C’è una gran forza, dentro a questa sem­plicità; c’è, al fondo, una fede che non te­me di mostrarsi nella sua verità, nemme­no nei momenti di fatica e dubbio. Perché non è un supereroe, un cavaliere invitto e senza macchia, il cristiano secondo Fran­cesco, come non lo è mai nel racconto e­vangelico. Anzi, quel racconto testimonia spesso come gli apostoli fossero uomini come gli altri: ambiziosi, paurosi, e nell’o­ra cruciale addormentati, o infedeli. Il pun­to nella sequela di Cristo non è mai in un merito personale, ma invece nel doman­dare, mendicare Cristo, perché sia in noi. E camminando e mendicando accade, il tempo del vuoto, o l’ora in cui ci si sente folli, a giocarsi la vita su un Altro che non si vede, non si misura, non si tocca. Il cuo­re della sfida cristiana è anche in questo misurarsi quotidianamente con un Dio che, pure sempre accanto, pure presente dentro a un pezzo di pane, non si lascia possedere, né algebricamente dimostrare.
Ha detto Francesco nella sua intervista a 'Civiltà Cattolica' che incontrare Dio non è un eureka empirico: lo si incontra inve­ce, come il profeta Elia, in una «brezza leggera». E, ha aggiunto, «in questo cer­care e trovare Dio in tutte le cose resta sempre una zona di incertezza. Deve es­serci. (..) Si deve lasciare spazio al Signo­re, non alle nostre certezze; bisogna es­sere umili». Metteva in guardia, France­sco, dal cercare «solamente un dio a no­stra misura». E indicava invece la strada di Agostino: cercare Dio per trovarlo, e trovarlo per cercarlo sempre. In un pellegrinaggio costantemente teso più oltre, e mai definitivamente appaga­to. Mentre nei corsi e ricorsi della nostra vi­ta di uomini e donne si affacciano la scon­fitta, la sofferenza, la morte, e possono al­largare il loro buio fino, anche noi come Pietro, a farci quasi affondare; oppure, quando tutto va bene, la distrazione ci go­verna, e Dio? Dio, diventa una variabile non fondamentale.
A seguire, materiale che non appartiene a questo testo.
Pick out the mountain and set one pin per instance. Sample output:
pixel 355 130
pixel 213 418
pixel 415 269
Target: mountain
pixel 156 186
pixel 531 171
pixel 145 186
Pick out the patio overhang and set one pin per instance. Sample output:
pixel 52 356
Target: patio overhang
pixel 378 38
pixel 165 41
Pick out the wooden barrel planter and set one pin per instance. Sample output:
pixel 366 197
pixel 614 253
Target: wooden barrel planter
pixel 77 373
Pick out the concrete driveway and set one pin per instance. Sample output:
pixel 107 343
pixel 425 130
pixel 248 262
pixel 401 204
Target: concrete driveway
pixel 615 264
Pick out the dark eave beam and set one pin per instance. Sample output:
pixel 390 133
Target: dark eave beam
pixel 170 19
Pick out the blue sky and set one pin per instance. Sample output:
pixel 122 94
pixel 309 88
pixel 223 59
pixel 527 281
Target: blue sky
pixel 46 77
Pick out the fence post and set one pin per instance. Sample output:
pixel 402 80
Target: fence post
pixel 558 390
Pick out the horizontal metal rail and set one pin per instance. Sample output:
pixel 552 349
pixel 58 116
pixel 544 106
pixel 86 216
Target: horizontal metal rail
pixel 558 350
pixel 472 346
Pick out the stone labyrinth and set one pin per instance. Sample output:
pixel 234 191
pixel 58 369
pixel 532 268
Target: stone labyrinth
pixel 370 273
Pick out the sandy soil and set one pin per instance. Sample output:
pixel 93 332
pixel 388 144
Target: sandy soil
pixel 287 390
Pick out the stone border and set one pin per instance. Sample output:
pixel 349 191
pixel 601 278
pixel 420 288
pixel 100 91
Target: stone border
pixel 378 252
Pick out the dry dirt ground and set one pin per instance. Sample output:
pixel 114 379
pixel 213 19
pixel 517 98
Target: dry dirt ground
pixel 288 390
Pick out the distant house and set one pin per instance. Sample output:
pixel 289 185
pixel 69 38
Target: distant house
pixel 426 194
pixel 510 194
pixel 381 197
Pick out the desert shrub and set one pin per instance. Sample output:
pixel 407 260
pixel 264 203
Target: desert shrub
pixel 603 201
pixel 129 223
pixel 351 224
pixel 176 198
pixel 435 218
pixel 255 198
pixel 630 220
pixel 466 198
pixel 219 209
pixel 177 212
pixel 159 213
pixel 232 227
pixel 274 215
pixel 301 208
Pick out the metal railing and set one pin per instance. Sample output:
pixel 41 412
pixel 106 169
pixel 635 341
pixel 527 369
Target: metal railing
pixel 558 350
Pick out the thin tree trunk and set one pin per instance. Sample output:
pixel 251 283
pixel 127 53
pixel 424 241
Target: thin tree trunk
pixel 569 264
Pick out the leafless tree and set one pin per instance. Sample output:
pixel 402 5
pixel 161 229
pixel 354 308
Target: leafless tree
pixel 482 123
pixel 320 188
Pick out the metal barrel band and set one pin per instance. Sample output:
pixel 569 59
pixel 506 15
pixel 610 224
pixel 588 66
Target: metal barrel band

Accade, di cercare Dio a tentoni, nell’om­bra; di attenderlo lungamente, di restare sospesi in una sua apparente eclisse. Per qualcuno è il dubbio, per altri quell’ora si allarga in un buio che sembra infinito, co­me testimoniano i mistici, da Teresa di Li­sieux a Teresa di Calcutta. (E si direbbe quasi, a leggere gli scritti di quest’ultima, che il buio sia tanto più denso quanto più assoluta è la domanda.) Ma, tornando a noi cristiani 'normali', quante volte davanti al dolore innocente sospettiamo di Dio, e non gli perdoniamo che lasci che certe cose accadano. Lo scan­dalo del male genera dubbio, e ci si ricon­cilia poi a fatica solo ammettendo che al­tre sono le vie di Dio dalle nostre, altri i pensieri.
Davvero, come dice Francesco, la fede è andare, camminare, fare, cercare, vede­re…: «Entrare nell’avventura della ricerca dell’incontro e del lasciarsi cercare e la­sciarsi incontrare da Dio». Umana avventu­ra, prestar fede all’annuncio di Betlemme, e interrogarsi, tentennare, dubitare, rialzar­si. Ogni volta sapendo un po’ di più, sapen­do nella carne, che il buio è una apparenza, e che la promessa è vera.